IRVING, Texas -- With all the stories about Dez Bryant being a character risk, and then with him picking the same agent whom buddy Michael Crabtree had during a holdout that lasted nearly until Halloween last season, some Dallas Cowboys fans worried whether the rookie wide receiver would ever show up.
Well, guess what: Bryant signed Thursday, becoming the first first-round draft pick in the entire NFL to strike a deal. The contract is for $11.8 million over five years, with at least $8.3 million guaranteed.
The key is that the deal is done in time for Bryant to be in San Antonio for the start of training camp Friday and, of course, the first practice Saturday. By the end of training camp, he might even be pushing Roy Williams for the starting job opposite Miles Austin.
"This was very important to me to be able to get this done in time for the first practice," Bryant said in a statement released by the team. "I want to help this team. I want to compete. I can't wait to start playing football again."
Bryant played just three games for Oklahoma State last season, then was dogged by all sorts of questions about his integrity, starting with an NCAA suspension for lying to investigators about a meeting with former Cowboys star Deion Sanders.
There was talk of Bryant skipping meetings and classes and being late to games. There were concerns about his mother's private life, enough that Miami Dolphins general manager Jeff Ireland asked if she ever was a prostitute. After Bryant skipped the NFL Scouting Combine and held his own pro day, there were whispers that he forgot to bring the right cleats.
Speaking with agent Eugene Parker while the Cowboys were on the clock, Jones said: "We want a commitment here that we're going to work to get this done. We don't want a repeat of what happened last year."
That conversation was relayed by Stephen Jones, the team's vice president, while he repeatedly praised Parker and Bryant for sealing the deal on the eve of training camp.
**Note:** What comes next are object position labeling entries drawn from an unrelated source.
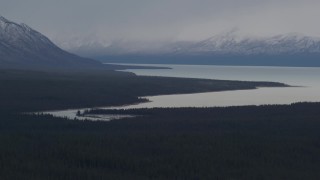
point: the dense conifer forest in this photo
(250, 142)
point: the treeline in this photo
(251, 142)
(23, 91)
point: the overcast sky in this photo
(162, 20)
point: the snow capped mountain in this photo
(275, 45)
(222, 44)
(21, 46)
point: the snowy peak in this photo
(274, 45)
(21, 46)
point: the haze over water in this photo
(307, 78)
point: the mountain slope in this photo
(23, 47)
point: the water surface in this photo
(307, 78)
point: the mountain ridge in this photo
(23, 47)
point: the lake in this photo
(308, 80)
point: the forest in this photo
(248, 142)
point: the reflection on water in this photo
(307, 78)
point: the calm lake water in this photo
(307, 78)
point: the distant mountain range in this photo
(224, 49)
(23, 47)
(223, 44)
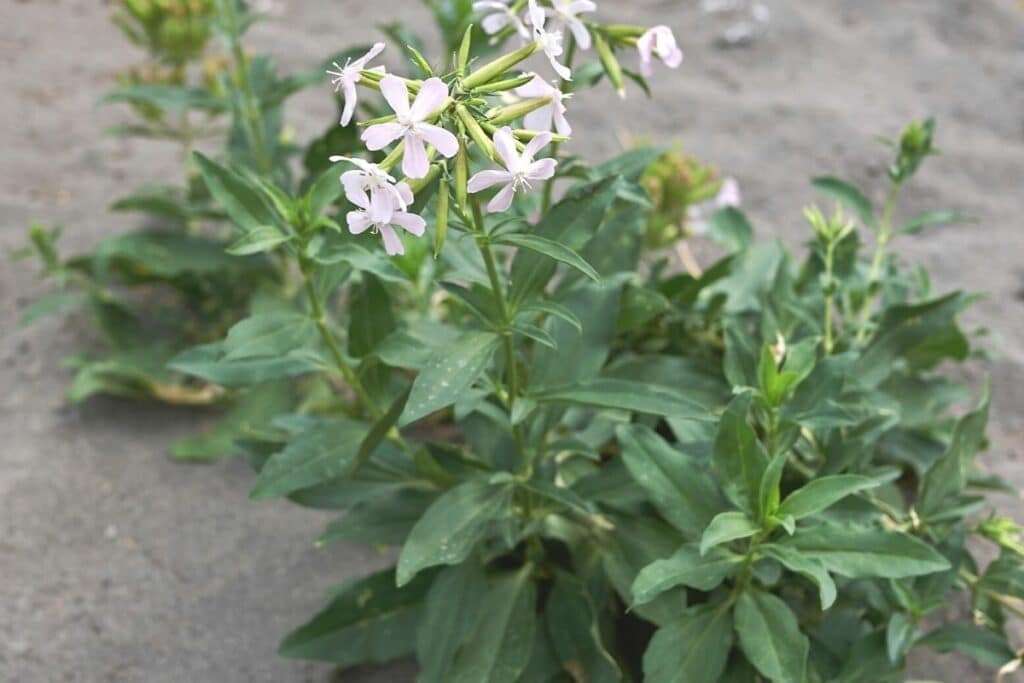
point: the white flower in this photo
(551, 41)
(369, 185)
(658, 41)
(371, 217)
(412, 124)
(567, 10)
(519, 171)
(553, 114)
(346, 77)
(500, 16)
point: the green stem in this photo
(320, 317)
(566, 87)
(254, 125)
(884, 237)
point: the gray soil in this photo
(119, 564)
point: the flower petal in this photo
(445, 142)
(396, 94)
(410, 222)
(485, 179)
(542, 170)
(503, 200)
(414, 161)
(536, 144)
(392, 243)
(432, 94)
(383, 134)
(358, 222)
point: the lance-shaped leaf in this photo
(500, 648)
(452, 614)
(369, 622)
(739, 459)
(849, 196)
(693, 649)
(687, 567)
(725, 527)
(324, 451)
(821, 494)
(866, 553)
(626, 395)
(813, 569)
(551, 249)
(679, 487)
(452, 526)
(770, 637)
(450, 372)
(267, 334)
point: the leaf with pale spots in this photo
(450, 372)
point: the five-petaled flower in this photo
(567, 12)
(385, 219)
(412, 124)
(346, 77)
(662, 42)
(500, 15)
(551, 41)
(520, 169)
(553, 114)
(369, 184)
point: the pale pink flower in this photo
(368, 184)
(567, 12)
(551, 41)
(498, 16)
(553, 114)
(658, 41)
(369, 218)
(412, 124)
(519, 170)
(346, 77)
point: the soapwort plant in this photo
(597, 468)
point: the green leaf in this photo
(238, 196)
(452, 614)
(770, 637)
(626, 395)
(807, 566)
(821, 494)
(729, 227)
(739, 459)
(450, 372)
(947, 476)
(452, 527)
(923, 220)
(500, 648)
(849, 196)
(725, 527)
(986, 646)
(258, 240)
(573, 625)
(863, 553)
(900, 634)
(678, 486)
(570, 222)
(551, 249)
(325, 451)
(693, 649)
(688, 566)
(369, 622)
(267, 334)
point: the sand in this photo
(118, 564)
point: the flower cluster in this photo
(435, 120)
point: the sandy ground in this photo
(118, 564)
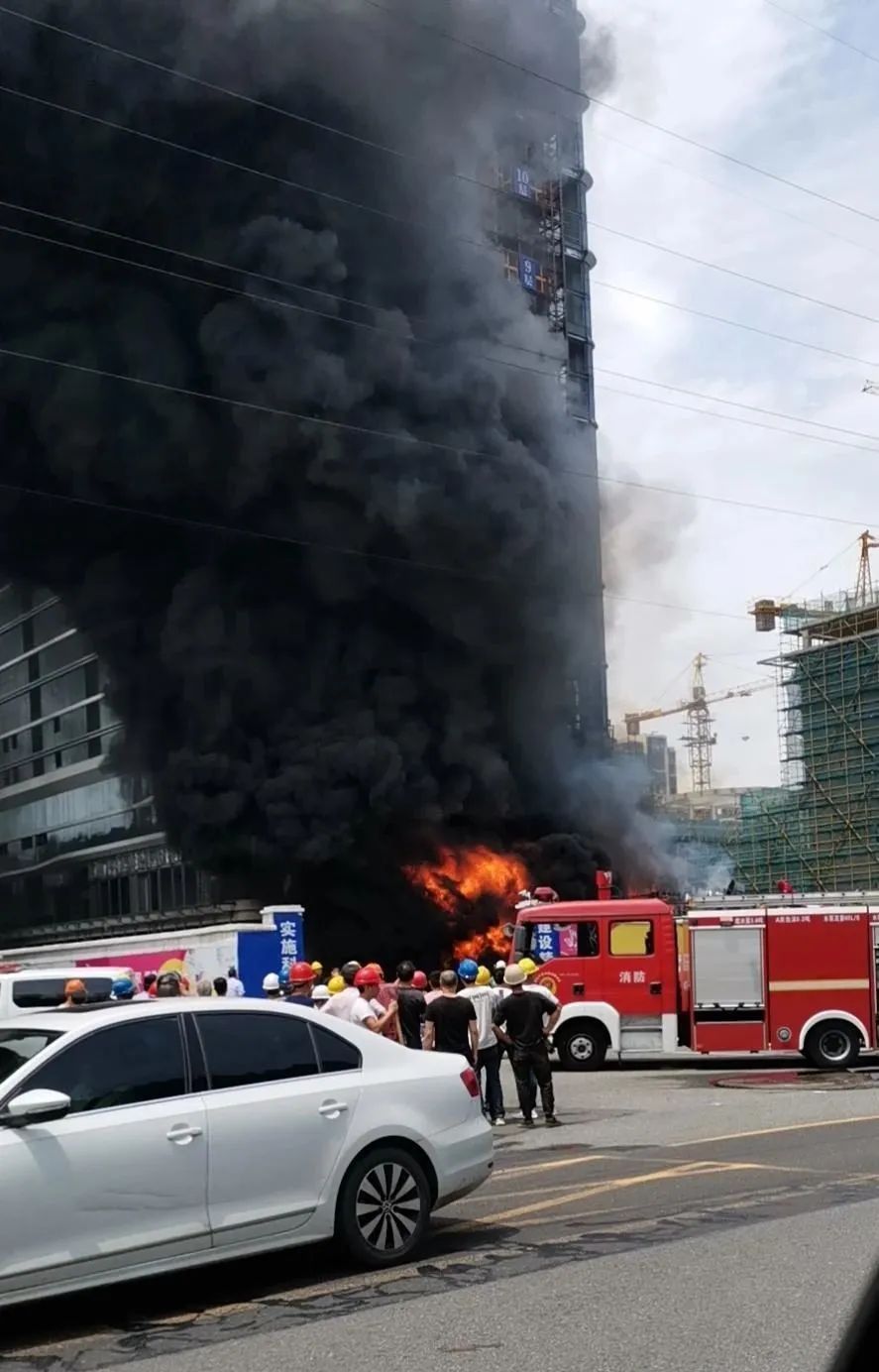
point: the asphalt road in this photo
(734, 1233)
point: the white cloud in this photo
(761, 86)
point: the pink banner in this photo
(162, 960)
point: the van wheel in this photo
(832, 1044)
(583, 1047)
(383, 1208)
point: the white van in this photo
(43, 988)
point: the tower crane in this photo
(699, 737)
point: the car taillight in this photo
(468, 1076)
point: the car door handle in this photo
(182, 1133)
(332, 1108)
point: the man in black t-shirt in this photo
(451, 1024)
(411, 1006)
(522, 1025)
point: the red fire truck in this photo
(740, 974)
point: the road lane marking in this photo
(549, 1167)
(779, 1128)
(693, 1169)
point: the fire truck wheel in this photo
(832, 1044)
(583, 1046)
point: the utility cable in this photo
(736, 418)
(235, 529)
(817, 28)
(378, 309)
(402, 17)
(411, 224)
(407, 438)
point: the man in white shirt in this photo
(343, 1002)
(485, 997)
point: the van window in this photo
(49, 992)
(631, 937)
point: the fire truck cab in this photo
(792, 974)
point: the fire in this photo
(467, 877)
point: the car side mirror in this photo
(35, 1107)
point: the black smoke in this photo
(328, 646)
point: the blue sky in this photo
(745, 78)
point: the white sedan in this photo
(151, 1136)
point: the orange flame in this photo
(461, 877)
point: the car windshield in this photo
(20, 1046)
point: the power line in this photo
(282, 304)
(827, 33)
(728, 271)
(338, 199)
(604, 104)
(211, 527)
(328, 128)
(736, 418)
(406, 438)
(740, 404)
(538, 371)
(731, 189)
(349, 300)
(421, 442)
(732, 324)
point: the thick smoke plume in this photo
(327, 646)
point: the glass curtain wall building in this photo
(79, 846)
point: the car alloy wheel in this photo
(385, 1206)
(388, 1206)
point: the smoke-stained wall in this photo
(335, 554)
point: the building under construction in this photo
(821, 831)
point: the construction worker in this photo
(345, 1000)
(522, 1021)
(272, 985)
(485, 999)
(300, 984)
(367, 1011)
(75, 995)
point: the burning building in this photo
(297, 428)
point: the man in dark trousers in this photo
(411, 1007)
(451, 1025)
(522, 1021)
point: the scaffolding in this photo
(821, 831)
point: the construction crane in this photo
(767, 611)
(700, 737)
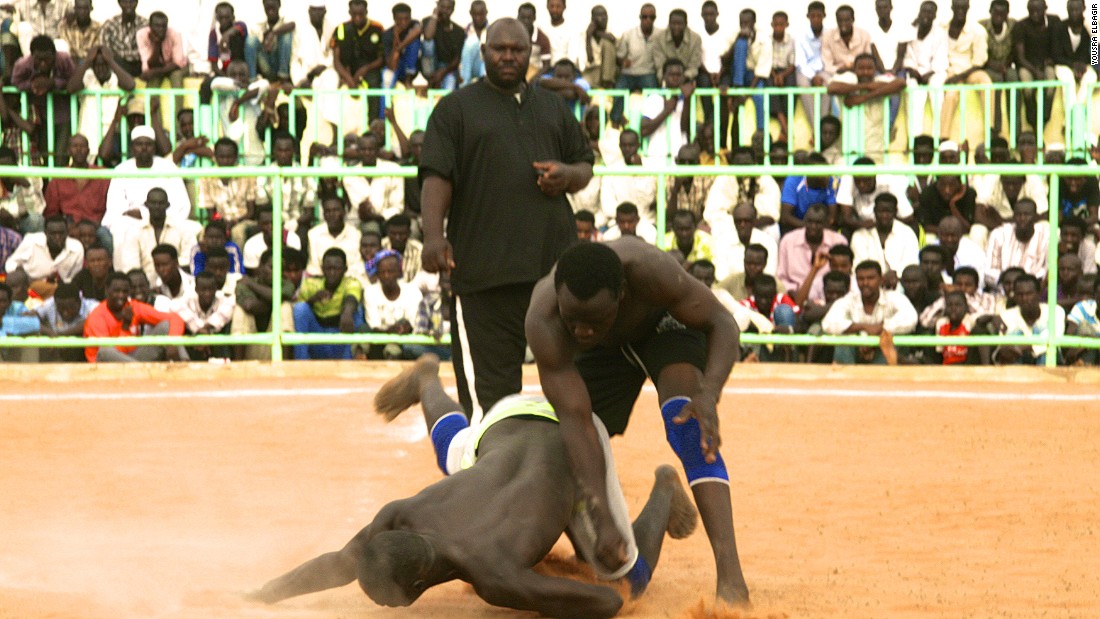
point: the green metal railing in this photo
(208, 122)
(276, 339)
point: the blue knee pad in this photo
(684, 439)
(443, 432)
(638, 576)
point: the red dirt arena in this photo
(858, 493)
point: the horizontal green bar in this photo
(902, 341)
(74, 342)
(409, 172)
(292, 339)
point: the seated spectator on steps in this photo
(18, 320)
(163, 57)
(629, 223)
(64, 314)
(91, 280)
(213, 235)
(1082, 322)
(231, 200)
(358, 57)
(121, 317)
(44, 75)
(956, 321)
(870, 310)
(836, 286)
(125, 199)
(98, 72)
(739, 285)
(433, 319)
(80, 199)
(270, 43)
(253, 310)
(402, 46)
(391, 305)
(299, 192)
(888, 242)
(78, 30)
(85, 232)
(134, 242)
(689, 239)
(333, 232)
(172, 282)
(329, 304)
(1029, 318)
(240, 108)
(21, 198)
(441, 47)
(206, 310)
(779, 308)
(855, 198)
(1021, 243)
(217, 264)
(398, 229)
(189, 147)
(370, 245)
(374, 198)
(226, 43)
(798, 247)
(51, 256)
(800, 192)
(262, 241)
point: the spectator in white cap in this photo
(125, 199)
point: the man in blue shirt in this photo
(809, 63)
(801, 191)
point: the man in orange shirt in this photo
(118, 316)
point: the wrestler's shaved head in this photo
(507, 53)
(395, 567)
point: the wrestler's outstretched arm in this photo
(328, 571)
(562, 598)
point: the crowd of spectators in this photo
(879, 255)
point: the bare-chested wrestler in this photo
(608, 317)
(507, 498)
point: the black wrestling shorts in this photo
(615, 375)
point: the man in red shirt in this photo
(119, 316)
(80, 199)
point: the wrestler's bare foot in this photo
(683, 517)
(668, 511)
(404, 390)
(888, 347)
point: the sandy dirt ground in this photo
(854, 496)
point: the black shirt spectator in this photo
(449, 42)
(936, 198)
(359, 47)
(1038, 40)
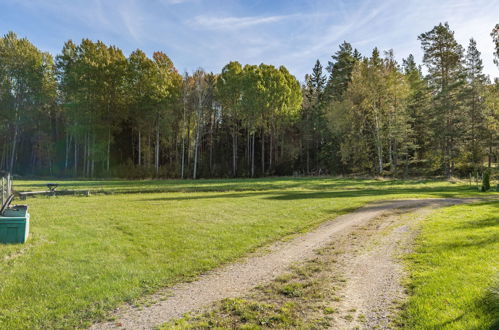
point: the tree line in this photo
(93, 112)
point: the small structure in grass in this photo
(14, 220)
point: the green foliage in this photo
(87, 255)
(95, 113)
(486, 181)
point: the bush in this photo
(486, 181)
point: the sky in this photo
(210, 33)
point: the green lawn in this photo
(86, 255)
(454, 275)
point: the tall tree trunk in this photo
(234, 153)
(14, 142)
(263, 153)
(196, 147)
(140, 148)
(108, 149)
(156, 155)
(271, 147)
(253, 155)
(183, 158)
(76, 159)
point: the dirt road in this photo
(238, 278)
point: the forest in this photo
(94, 112)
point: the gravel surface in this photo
(373, 274)
(373, 289)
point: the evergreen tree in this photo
(474, 104)
(418, 109)
(495, 39)
(340, 70)
(443, 57)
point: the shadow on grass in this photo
(224, 185)
(289, 195)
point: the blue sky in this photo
(210, 33)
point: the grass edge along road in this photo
(454, 282)
(86, 256)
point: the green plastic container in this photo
(14, 225)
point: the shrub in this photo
(486, 181)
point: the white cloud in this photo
(226, 23)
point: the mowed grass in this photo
(87, 255)
(454, 275)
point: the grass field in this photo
(87, 255)
(454, 275)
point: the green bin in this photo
(14, 224)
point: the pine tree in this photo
(495, 39)
(443, 57)
(312, 124)
(418, 109)
(340, 70)
(474, 104)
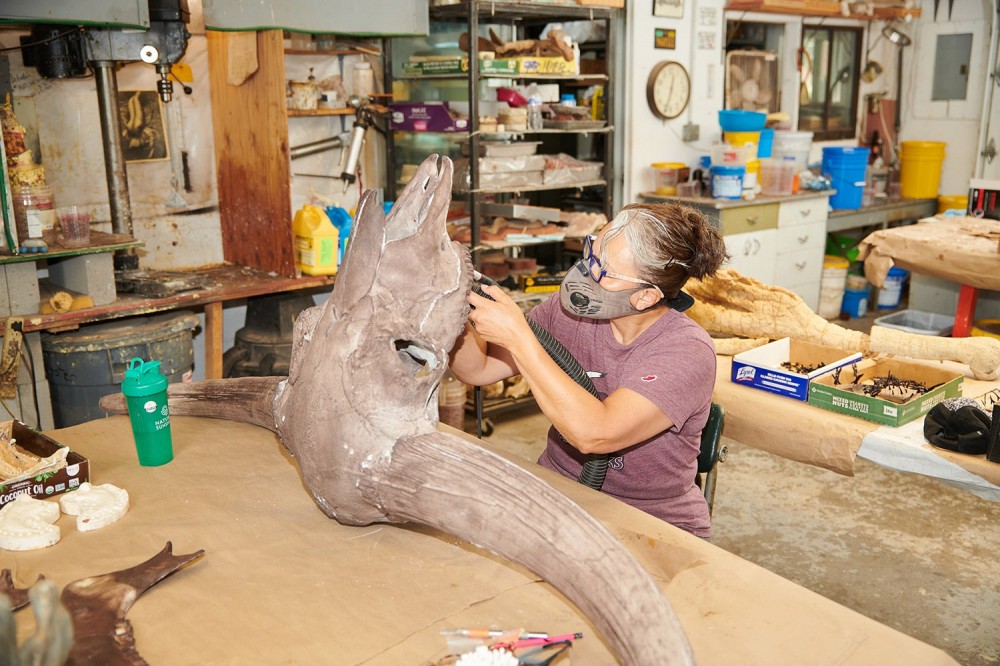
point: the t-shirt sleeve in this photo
(679, 378)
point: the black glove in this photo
(959, 425)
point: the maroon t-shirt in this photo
(672, 364)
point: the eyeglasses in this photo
(593, 260)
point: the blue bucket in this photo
(892, 290)
(855, 303)
(727, 182)
(846, 168)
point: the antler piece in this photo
(981, 354)
(98, 606)
(514, 513)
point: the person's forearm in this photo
(473, 361)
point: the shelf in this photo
(523, 11)
(329, 52)
(536, 188)
(302, 113)
(99, 242)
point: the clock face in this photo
(668, 89)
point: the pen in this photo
(545, 641)
(492, 633)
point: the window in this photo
(828, 90)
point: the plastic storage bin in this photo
(918, 321)
(846, 168)
(85, 365)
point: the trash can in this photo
(85, 365)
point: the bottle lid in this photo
(143, 378)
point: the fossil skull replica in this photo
(359, 413)
(734, 304)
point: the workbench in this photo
(808, 434)
(282, 583)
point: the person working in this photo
(618, 314)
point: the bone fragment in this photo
(981, 354)
(28, 524)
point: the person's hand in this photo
(499, 321)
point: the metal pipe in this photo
(114, 157)
(314, 147)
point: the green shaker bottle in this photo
(145, 390)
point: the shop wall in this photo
(648, 139)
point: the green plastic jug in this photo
(145, 390)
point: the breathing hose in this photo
(595, 468)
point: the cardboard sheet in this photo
(962, 250)
(281, 583)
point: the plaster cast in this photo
(95, 506)
(359, 413)
(27, 524)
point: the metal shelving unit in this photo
(521, 16)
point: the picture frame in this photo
(143, 126)
(668, 8)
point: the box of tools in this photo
(34, 464)
(786, 366)
(891, 392)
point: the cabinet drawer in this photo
(752, 254)
(803, 237)
(806, 211)
(800, 266)
(749, 218)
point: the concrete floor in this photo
(905, 550)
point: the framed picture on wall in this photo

"It's always been a good relationship with (Parker)," Jones said Thursday, noting that the agent represented two other recent first-rounders, but leaving out the fact both were a few days late to camp. "It's a two-way street. He's benefited, we've benefited. Nobody is trying to get the upper hand. You just want things to be good. He wants things to be good for Dez, and so do we."
Parker agreed that his long, solid relationship with the Joneses helped this deal come together.
"The trust factor," he said. "That enabled us to cut through some of the typical posturing and positioning and get right to the issues."
Among those issues was the lack of a collective bargaining agreement starting in 2011. That uncertainty is among the reasons that none of the other first-rounders have signed.
"That's a big issue," Parker said. "Both sides had to be committed to compromise and be willing to see the other person's challenges and concerns and work through them."
Irvin was Troy Aikman's favorite target, and Pearson was Roger Staubach's favorite target. With this deal done, it won't be long before Tony Romo starts his relationship with Bryant, perhaps adding them to that list.
"It was really important that we get him working and in the groove with Tony and our offense, and I think he understood that," Stephen Jones said.
Romo liked what he saw from Bryant over the summer -- and from what the kid did in college.
In 27 games at Oklahoma State, Bryant had 147 catches for 2,425 yards (16.5 yards per catch) and 29 touchdowns. He also returned 22 punts for a 19.6-yard average and three TDs.
On Friday, the Cowboys' official Web site reported that the team had signed four draft picks: linebacker Sean Lee, a second-round pick (55th overall) out of Penn State; safety Akwasi Owusu-Ansah, a fourth-round pick (126th overall) out of Indiana University of Pennsylvania; cornerback Jamar Wall, a sixth-round choice (196th overall) from Texas Tech; and nose tackle Josh Brent, a supplemental draft seventh-round pick from Illinois. All four players signed four-year contracts.